Nos conventions ont été négociées longuement, durant des mois. Celle sur Simandou représente un an de négociations. Sans compter que, dans l’appel d’offres international que nous avons remporté étaient déjà posées nombre de règles très strictes et de conditions préalables. D’ailleurs, nos concurrents internationaux ont élégamment salué notre victoire.
Ensuite, nous avons commencé à travailler avec une équipe assez pléthorique de négociateurs de la partie guinéenne, où étaient représentés un grand nombre de départements impliqués : mines, budget, transports, douanes, impôts… À l’issue des négociations, les conventions ont été ratifiées par l’Assemblée nationale. Et nous sommes en train de les exécuter.

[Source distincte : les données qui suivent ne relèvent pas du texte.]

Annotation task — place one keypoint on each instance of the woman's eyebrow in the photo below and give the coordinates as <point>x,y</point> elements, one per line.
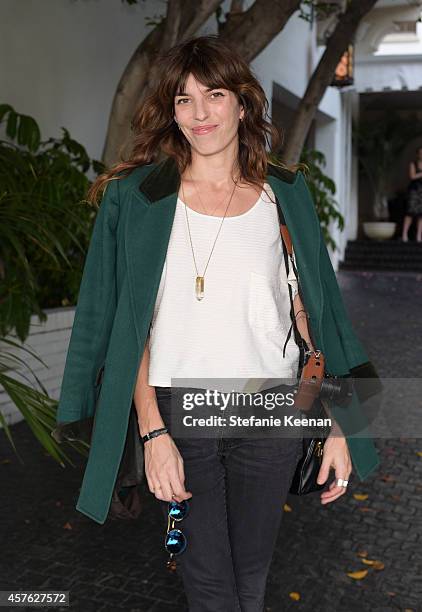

LES NÉGOCIATIONS ONT ABOUTI À DES CONVENTIONS FAVORABLES À L’ÉTAT ET ACCEPTABLES POUR NOUS.
Nos conventions – qui sont d’ailleurs disponibles en ligne, à la portée de tout le monde – sont les dernières à avoir été signées et ratifiées. Elles sont donc un peu plus avantageuses pour l’État : les premiers présents étant les mieux servis. Comme nous sommes arrivés après les autres sur ce projet Simandou, les négociations ont abouti à des conventions favorables à l’État, et acceptables pour nous.
Respectez-vous toutes vos obligations conventionnelles ?
Absolument ! Et il y en a un grand nombre. De toute façon, il y a un suivi très important de la part de l’administration. Et nous avons nos conseils, experts et consultants internationaux en matière administrative, juridique, d’étude d’impact environnemental, etc., pour y veiller.